‘Well,’ Mary said, ‘that’s not happening now! Look at Ellie!’

Elinor had stepped smartly back out of Lucy’s embrace, and taken Edward’s hand to help him do the same. Lucy and Robert exchanged glances and took another step forward. Elinor held up a hand.

‘No!’ she said warningly.

Sir John shook his wife’s arm. ‘Good girl,’ he said approvingly. ‘Good for Elinor.’

There was a small stir in another group across the lawn, and from it emerged Mrs Ferrars, diminutive and upright in a linen coat dress, her handbag over her arm. She marched determinedly across the grass until she was standing beside Elinor.

‘It might be’, she said to Elinor in carrying tones, ‘how you go on in your family. But it’s not the case in ours. Family is family. Blood is thicker than water. This party is, I believe, to celebrate your engagement to my son. It was at your instigation that my younger son and his wife were invited. So I think it hardly behoves you not to welcome them when they do come, do you?’

There was an appalled silence. Edward and Elinor stared at his mother, mute with surprise. And then Lucy Ferrars, tearing off her sunglasses and uttering a theatrical sob, tottered forward and put her arms round her new mother-in-law instead. ‘Oh, thank you!’ she said tremulously. ‘Thank you, thank you.’

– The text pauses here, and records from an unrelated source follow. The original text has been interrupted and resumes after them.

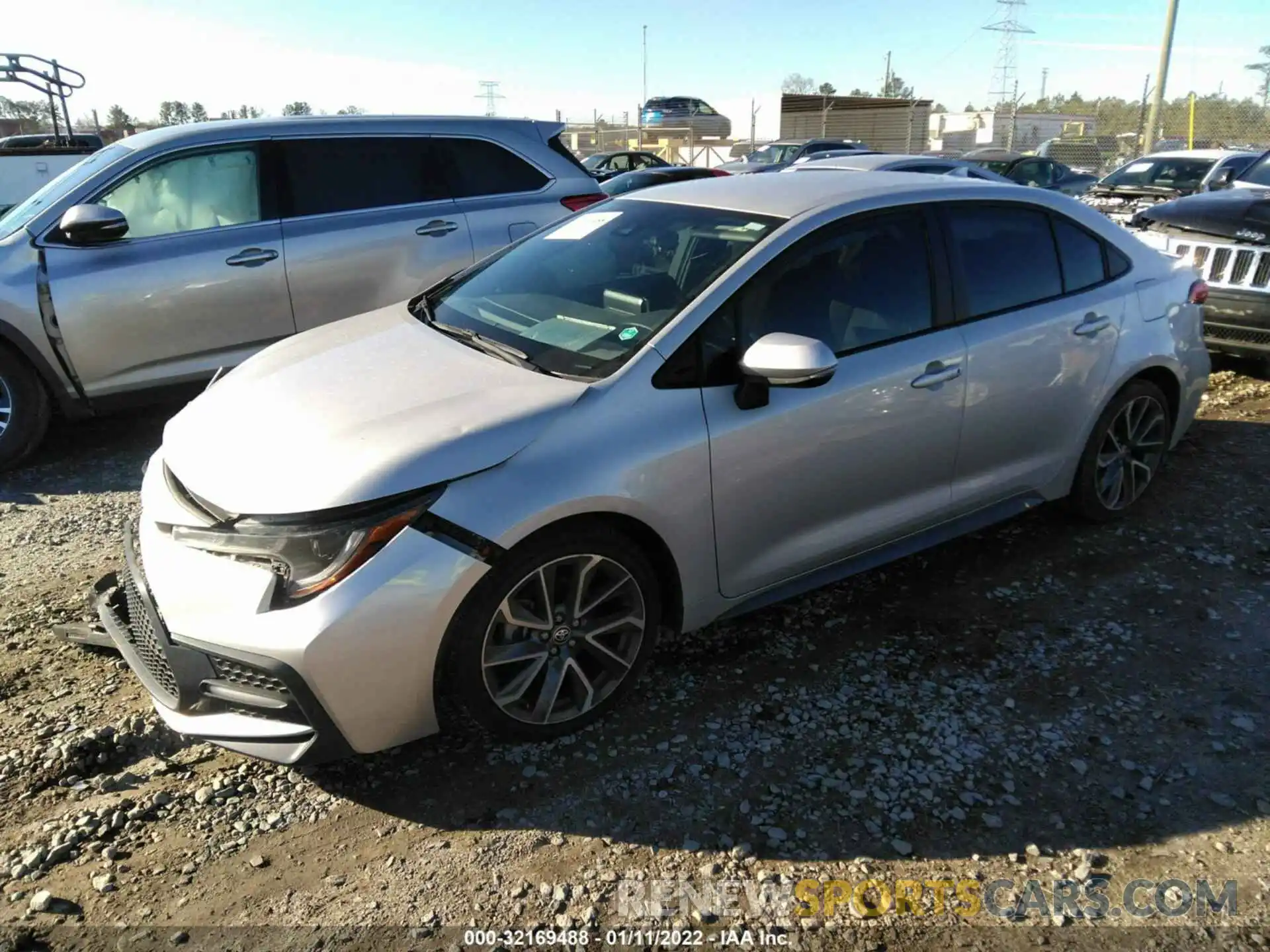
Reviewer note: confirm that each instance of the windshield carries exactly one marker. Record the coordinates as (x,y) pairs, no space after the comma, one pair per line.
(23,212)
(1259,173)
(579,300)
(1181,175)
(773,155)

The sun was setting. From the window of the room that would be their future sitting room, Edward and Elinor watched the shadow of the house inch its way over the grass to where the trees began, on the edge of the park. Elinor said, ‘It makes me think of Norland.’

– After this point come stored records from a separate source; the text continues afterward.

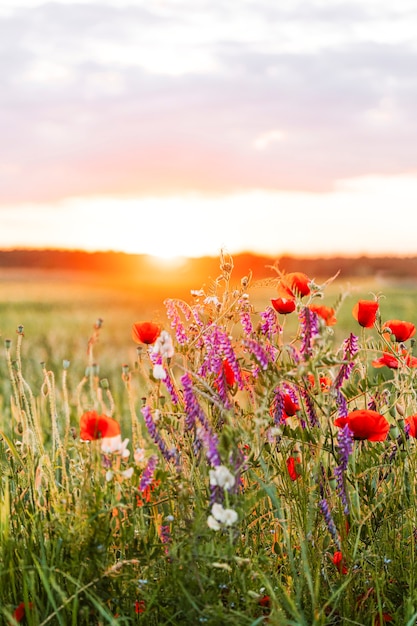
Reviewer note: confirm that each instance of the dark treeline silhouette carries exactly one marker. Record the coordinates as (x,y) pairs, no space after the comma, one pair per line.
(142,267)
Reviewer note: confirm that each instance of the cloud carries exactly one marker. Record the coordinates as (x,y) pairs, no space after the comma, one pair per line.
(155,99)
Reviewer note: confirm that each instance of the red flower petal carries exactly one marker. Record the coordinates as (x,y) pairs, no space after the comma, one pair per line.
(365,312)
(94,426)
(145,332)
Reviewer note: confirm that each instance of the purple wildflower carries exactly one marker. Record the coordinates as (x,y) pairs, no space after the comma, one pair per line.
(342,407)
(324,507)
(309,329)
(170,386)
(350,348)
(313,419)
(278,407)
(193,411)
(210,442)
(169,455)
(345,445)
(148,473)
(269,326)
(245,318)
(258,352)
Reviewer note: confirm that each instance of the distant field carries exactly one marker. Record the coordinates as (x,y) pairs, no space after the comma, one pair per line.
(59,308)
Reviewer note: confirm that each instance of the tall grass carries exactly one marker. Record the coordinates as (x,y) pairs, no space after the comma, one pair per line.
(235,506)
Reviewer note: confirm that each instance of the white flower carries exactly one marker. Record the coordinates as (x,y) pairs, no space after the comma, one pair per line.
(163,345)
(115,445)
(221,516)
(221,476)
(159,372)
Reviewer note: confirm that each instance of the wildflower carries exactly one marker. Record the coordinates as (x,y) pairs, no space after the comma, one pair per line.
(228,373)
(292,467)
(350,348)
(145,332)
(309,330)
(163,345)
(94,426)
(386,617)
(139,606)
(388,359)
(411,422)
(365,312)
(325,312)
(221,517)
(365,424)
(401,330)
(294,284)
(222,477)
(20,611)
(148,473)
(338,561)
(325,382)
(324,507)
(115,445)
(283,306)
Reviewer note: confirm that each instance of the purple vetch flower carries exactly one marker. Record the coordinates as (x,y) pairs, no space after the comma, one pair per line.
(278,407)
(170,386)
(342,407)
(309,329)
(218,347)
(245,317)
(269,325)
(350,348)
(313,419)
(175,320)
(324,507)
(345,446)
(258,352)
(148,473)
(193,410)
(169,455)
(210,442)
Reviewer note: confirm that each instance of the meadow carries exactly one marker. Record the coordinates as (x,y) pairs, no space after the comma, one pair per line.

He put an arm round her. He said, ‘If it wasn’t for Norland …’

‘I know.’

He kissed the side of her head. He said, ‘We pulled it off today, you know.’

‘Even your mother’s little moment?’

‘Even that. Lucy won’t get very far. My mother will do almost anything for Robert, but she won’t let anyone else have first call on him. It might have looked like a little triumph for Lucy today, but it won’t last. Mother has a hair-trigger response to exploitation.’

‘And Fanny—’

Edward laughed. ‘Fanny won’t forgive Lucy.’

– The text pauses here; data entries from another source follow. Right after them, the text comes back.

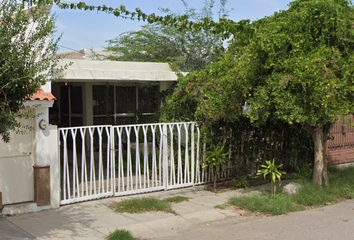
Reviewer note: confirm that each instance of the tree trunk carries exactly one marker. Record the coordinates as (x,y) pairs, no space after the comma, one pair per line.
(319,136)
(215,176)
(318,166)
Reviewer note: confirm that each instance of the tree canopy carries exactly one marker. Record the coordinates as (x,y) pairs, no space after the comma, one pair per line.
(26,60)
(295,66)
(187,49)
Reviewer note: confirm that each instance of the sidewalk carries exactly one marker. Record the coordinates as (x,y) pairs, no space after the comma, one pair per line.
(94,220)
(197,219)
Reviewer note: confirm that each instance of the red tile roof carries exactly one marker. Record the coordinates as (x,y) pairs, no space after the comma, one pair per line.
(42,96)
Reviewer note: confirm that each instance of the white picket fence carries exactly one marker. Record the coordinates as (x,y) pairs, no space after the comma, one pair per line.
(103,161)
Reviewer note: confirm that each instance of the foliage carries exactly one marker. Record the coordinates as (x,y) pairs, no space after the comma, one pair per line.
(121,235)
(304,172)
(274,173)
(141,205)
(26,61)
(241,183)
(216,159)
(292,67)
(308,196)
(297,68)
(187,49)
(225,27)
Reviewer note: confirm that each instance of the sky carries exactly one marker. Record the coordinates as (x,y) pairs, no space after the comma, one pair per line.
(91,29)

‘She was quite nice to me today.’

He kissed her again. He said, ‘No one can resist being nice to you. In the end.’

Elinor leaned against him. She said, ‘D’you think Ma means it, about moving into Exeter?’

Edward said, ‘At least she’s got the good sense not to try and move here.’

‘It would be better for Mags, in Exeter,’ Elinor said. ‘Barton Cottage will be unbearable for Mags if I’m not there, and Marianne’s in Bristol much of the time. And if Ma actually gets this little teaching job she’s after—’

‘Hey,’ Edward said suddenly, ‘look at that!’

Along the edge of the trees, in and out of the dappled sunlight, came a couple walking together, her long skirt catching picturesquely on the clumps of tall grasses as she passed. Elinor bent forward to see better. She said, ‘They’re not holding hands.’

‘No. But they look pretty comfortable together.’

‘She’s holding flowers instead. She’s always done that. When we were little, we had to keep stopping on walks so she could pick something, and then she’d just leave them somewhere, on the doorstep or the table or in her gumboot, and they’d die.’

Edward said softly, ‘They actually look pretty happy, don’t you think?’

Elinor smiled.

‘Nine months ago she said he was old and boring and wore scarves to protect his throat in winter.’

‘What would she say now, d’you suppose?’

Elinor glanced up at him. She laughed. She said, ‘I think she’d say that she was mistaken!’

Edward looked out across the lawn again. He said, ‘What d’you reckon his chances are?’

Elinor turned to face him, so that she could put her arms around him and lay her cheek against his chest.

‘I reckon’, she said, her voice faintly muffled, ‘that his chances are pretty good. Marianne can’t do anything by halves, and certainly not loving.’

‘All or nothing.’

‘Yes.’

Edward put his own arms around her and laid his cheek on the top of her head. ‘All,’ he said contentedly. ‘All. I’ll settle for that.’